In the view of many conservative SCOTUS activists, the president made a surprising early stumble by saying he wanted his pick to have “empathy” and the understanding “that justice isn’t about some abstract legal theory or footnote in a case book.” Kellyanne Conway, a pollster who in 2006 formed Women for Alito, conducted polling for the conservative judicial alliance The Federalist Society that tested whether voters wanted judges who delved into personal experience when making their decisions.

“We tested ‘empathy’ the way that President Obama defined it, almost verbatim,” she said. “That is such a searing comment, and he even made it during the campaign — it might be the most extra-judicial, lawless comment that any candidate has ever made about the Supreme Court.”

In her polls, Conway asked voters to decide whether they favored a court nominee who “will interpret and apply the law as it is written and not take into account their own viewpoints and experiences” or one who “will go beyond interpreting and applying the law and take into account their own viewpoints and experiences.” In a May 5 memo on the polling, Conway argued that “these descriptions are the best way to explain the otherwise unfamiliar and seemingly academic concepts of ‘judicial restraint’ and ‘judicial activism.’” Nationally, 70 percent of voters favored the first, stricter judge, and 23 percent favored the second judge. And Conway has pointed conservatives to more polls conducted nationally and again in eleven states that largely had the same results.

But Conway’s polling included one result less likely to bolster conservative opposition. It gave voters a direct quote from then-Sen. Obama’s statement during the Roberts confirmation that “we need somebody who’s got the heart, the empathy, to recognize what it’s like to be a young teenage mom. The empathy to understand what it’s like to be poor, or African-American, or gay, or disabled, or old.” That statement won the support of 41 percent of voters; however, Conway advised her clients that only 13 percent of respondents agreed with the statement “strongly.”

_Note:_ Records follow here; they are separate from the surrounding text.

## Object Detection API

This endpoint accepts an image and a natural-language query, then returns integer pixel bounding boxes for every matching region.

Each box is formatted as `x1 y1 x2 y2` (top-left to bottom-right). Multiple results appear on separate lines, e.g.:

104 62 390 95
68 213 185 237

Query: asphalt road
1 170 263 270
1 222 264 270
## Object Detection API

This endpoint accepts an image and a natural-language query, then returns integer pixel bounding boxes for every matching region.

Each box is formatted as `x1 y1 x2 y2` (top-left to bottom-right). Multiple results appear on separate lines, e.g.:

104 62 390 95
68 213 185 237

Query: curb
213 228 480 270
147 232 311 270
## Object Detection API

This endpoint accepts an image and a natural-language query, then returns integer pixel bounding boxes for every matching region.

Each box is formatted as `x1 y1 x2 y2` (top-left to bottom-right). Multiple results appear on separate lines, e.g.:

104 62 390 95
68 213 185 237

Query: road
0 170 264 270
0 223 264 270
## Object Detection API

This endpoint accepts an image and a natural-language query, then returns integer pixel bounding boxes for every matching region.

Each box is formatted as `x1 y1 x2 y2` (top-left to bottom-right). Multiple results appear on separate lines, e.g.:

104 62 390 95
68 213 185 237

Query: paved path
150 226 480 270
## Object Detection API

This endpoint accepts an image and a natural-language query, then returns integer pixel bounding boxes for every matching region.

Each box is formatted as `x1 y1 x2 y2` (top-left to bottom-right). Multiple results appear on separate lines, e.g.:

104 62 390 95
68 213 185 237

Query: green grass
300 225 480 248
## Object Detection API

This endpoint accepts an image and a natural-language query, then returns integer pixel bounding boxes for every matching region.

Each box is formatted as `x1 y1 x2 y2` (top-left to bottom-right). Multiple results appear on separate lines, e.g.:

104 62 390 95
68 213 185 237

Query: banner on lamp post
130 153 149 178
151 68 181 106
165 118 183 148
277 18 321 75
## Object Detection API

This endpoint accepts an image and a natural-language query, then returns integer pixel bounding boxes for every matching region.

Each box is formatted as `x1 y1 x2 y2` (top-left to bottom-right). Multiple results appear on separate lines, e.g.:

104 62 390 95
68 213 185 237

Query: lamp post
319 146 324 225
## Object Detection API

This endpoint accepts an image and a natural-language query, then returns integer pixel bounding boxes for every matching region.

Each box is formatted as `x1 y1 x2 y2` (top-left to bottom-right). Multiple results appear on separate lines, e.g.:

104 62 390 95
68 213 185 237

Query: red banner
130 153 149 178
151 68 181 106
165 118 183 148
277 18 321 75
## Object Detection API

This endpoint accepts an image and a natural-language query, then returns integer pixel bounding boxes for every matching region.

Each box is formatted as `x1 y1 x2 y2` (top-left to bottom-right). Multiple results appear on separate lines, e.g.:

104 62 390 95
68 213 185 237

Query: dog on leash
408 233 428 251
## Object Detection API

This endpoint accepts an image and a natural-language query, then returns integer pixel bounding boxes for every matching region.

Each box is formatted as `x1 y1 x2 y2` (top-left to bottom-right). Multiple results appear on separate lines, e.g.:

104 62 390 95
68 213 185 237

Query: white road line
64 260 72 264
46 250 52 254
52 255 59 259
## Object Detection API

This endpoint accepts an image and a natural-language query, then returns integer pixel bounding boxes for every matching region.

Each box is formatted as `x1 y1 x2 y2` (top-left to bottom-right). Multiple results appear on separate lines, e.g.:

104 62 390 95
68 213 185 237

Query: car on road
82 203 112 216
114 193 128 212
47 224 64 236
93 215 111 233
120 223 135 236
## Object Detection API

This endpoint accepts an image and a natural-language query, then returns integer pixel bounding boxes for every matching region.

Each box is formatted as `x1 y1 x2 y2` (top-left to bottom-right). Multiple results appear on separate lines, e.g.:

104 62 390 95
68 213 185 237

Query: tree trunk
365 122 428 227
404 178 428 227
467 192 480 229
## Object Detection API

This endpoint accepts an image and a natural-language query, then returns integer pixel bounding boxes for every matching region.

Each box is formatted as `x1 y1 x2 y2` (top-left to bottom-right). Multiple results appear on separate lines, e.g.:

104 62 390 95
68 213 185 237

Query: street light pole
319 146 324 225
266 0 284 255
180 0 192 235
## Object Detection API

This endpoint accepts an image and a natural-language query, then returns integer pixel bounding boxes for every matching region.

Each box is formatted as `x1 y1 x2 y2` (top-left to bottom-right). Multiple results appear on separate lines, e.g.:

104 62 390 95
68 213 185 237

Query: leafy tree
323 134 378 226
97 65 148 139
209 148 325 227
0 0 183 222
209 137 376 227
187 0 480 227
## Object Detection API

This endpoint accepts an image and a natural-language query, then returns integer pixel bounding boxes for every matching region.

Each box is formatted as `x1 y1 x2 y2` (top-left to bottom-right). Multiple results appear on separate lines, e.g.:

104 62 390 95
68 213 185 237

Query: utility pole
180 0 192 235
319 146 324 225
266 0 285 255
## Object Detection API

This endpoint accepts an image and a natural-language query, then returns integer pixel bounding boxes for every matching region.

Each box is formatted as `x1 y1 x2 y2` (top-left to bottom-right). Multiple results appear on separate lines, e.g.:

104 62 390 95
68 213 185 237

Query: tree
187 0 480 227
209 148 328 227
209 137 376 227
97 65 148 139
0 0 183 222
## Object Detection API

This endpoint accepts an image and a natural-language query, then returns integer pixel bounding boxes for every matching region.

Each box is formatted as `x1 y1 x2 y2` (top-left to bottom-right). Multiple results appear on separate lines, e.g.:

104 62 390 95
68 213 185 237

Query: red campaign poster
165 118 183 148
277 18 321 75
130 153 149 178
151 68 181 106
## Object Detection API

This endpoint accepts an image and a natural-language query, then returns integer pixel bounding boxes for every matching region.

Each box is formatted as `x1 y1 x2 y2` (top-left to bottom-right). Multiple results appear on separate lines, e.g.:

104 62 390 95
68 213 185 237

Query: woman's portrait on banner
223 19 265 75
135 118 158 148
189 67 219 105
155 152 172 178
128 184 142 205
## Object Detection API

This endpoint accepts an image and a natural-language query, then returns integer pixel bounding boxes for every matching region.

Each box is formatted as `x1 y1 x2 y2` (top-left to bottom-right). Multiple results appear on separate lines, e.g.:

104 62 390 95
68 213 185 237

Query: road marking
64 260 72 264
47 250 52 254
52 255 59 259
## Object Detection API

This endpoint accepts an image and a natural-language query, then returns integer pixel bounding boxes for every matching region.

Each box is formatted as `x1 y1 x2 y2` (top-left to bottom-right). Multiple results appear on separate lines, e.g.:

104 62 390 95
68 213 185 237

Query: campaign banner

All of that framing, and that polling, has bolstered an attitude that strong Republican opposition to an Obama nominee can be an election winner that damages Democrats in red and purple states. Activists pointed to Sen. Harry Reid (D-Nev.), Sen. Michael Bennet (D-Colo.), Sen. Evan Bayh (D-Ind.), Sen. Blanche Lincoln (D-Ark.), Sen. Byron Dorgan (D-N.D.) as Democrats who could be targeted if conservatives expose Obama’s nominee as a liberal activist who supports gay marriage or international law as a basis for American law. “Look at how fast the red state Democrats peeled off on the global warming tax,” said one conservative lawyer.

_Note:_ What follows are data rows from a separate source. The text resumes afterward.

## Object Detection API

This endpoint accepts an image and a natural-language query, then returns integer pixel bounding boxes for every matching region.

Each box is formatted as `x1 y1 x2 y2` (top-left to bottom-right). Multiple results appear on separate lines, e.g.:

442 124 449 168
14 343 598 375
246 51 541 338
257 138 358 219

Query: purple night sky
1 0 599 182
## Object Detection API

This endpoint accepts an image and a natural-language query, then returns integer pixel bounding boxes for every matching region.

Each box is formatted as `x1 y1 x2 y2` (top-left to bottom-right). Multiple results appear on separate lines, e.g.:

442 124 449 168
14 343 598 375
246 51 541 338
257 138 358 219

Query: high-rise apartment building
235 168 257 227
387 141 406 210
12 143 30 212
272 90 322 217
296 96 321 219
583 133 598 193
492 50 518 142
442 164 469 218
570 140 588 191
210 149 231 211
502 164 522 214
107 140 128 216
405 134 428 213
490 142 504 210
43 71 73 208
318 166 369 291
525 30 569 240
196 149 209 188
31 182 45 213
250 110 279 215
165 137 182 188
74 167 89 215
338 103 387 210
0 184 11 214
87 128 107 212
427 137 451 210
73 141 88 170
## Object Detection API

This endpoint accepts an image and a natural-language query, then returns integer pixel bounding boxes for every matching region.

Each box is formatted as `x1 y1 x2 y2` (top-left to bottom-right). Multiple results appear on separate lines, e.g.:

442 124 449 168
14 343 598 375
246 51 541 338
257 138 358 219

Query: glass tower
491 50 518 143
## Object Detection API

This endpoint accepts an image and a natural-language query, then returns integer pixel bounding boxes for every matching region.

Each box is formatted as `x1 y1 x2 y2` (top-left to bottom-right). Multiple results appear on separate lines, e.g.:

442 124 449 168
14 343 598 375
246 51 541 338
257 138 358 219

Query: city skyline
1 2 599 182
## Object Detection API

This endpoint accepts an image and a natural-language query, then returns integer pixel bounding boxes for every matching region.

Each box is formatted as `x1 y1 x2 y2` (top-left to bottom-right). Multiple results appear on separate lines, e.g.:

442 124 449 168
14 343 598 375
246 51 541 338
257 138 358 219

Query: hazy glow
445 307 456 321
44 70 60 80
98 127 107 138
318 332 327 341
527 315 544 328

This confidence goes beyond horse race politics that, this far out from the midterm elections, can be hard to predict. Some conservative activists want to settle scores with Obama and the Democrats for, they believe, unfairly raising the bar for judicial confirmation during George W. Bush’s presidency. In his May 7 Wall Street Journal column, Karl Rove published two popular versions of this argument: that the president “will pay a price” for voting against Roberts and Alito in the Senate, and that he “can’t insist that his nominee has a right to a full Senate vote” because he voted against cloture on Alito.

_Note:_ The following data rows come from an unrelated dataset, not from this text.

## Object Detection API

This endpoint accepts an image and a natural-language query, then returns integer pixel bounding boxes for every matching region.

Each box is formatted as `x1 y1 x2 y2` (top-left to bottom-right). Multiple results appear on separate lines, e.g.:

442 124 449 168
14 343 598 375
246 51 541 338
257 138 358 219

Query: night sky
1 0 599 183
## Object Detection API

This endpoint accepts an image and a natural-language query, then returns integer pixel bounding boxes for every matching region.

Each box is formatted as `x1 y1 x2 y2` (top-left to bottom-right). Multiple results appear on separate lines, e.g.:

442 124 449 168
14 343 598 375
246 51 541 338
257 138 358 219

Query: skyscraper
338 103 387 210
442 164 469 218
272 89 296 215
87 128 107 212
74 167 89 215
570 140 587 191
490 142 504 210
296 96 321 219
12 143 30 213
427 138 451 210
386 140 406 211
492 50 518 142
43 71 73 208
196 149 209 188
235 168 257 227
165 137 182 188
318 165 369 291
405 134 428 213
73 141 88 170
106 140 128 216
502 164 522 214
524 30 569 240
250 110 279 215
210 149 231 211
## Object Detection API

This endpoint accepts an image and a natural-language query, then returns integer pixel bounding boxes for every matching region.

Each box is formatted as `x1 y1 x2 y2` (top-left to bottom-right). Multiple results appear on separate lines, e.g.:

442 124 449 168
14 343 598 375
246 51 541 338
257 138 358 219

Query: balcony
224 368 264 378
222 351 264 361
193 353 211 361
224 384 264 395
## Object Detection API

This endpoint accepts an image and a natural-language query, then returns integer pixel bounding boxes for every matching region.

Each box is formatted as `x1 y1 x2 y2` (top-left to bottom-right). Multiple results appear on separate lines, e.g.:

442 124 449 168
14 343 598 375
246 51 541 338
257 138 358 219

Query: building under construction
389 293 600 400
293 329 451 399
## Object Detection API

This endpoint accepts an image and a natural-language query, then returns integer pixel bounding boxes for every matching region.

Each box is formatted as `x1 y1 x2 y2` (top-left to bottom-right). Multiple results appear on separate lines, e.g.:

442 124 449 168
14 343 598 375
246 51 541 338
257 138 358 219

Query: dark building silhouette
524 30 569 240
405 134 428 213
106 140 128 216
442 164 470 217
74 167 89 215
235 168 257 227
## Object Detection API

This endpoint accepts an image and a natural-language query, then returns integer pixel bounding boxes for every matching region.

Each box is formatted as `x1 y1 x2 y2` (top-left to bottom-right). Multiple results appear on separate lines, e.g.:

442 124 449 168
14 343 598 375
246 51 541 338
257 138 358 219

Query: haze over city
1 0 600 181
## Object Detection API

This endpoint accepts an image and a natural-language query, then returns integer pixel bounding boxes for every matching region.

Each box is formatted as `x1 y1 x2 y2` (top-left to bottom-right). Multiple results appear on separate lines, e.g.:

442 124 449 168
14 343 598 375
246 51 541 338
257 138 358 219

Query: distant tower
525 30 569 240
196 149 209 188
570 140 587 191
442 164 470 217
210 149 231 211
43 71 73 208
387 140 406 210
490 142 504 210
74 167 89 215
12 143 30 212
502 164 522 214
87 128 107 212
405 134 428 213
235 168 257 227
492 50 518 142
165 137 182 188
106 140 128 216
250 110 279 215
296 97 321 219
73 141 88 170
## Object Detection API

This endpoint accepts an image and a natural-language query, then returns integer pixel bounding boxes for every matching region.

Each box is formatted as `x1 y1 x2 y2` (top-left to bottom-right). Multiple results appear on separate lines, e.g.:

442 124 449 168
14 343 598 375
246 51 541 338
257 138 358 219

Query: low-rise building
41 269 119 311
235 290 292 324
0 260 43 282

“We had one nominee, Miguel Estrada, who was denied an up or down vote despite having majority support” said Bill Wichterman, a former aide to Frist who is now a senior legislative advisor to Covington & Burling. “We now have a new tradition — we can filibuster nominees who have majority support. If they say ‘you guys are hypocrites,’ we tell them, ‘we are restoring a new tradition, and you guys set it.’”

As they wait for the president to announce his nominee, conservatives are considering one more wrinkle — the high likelihood that the nominee will be female, and the chance that she will be a racial “first” for the bench. It’s a complication in what, activists believe, would otherwise be a crystal clear battle about principles.

“Can you imagine any of Obama’s nominees being treated the way that Sarah Palin and her family were treated by the media?” asked Conway. “It’s ‘interesting,’ as they say in Washington. Gender and class ended up being a huge obstacle for one person, and they’re likely to be a huge boost to this person that Barack Obama selects.”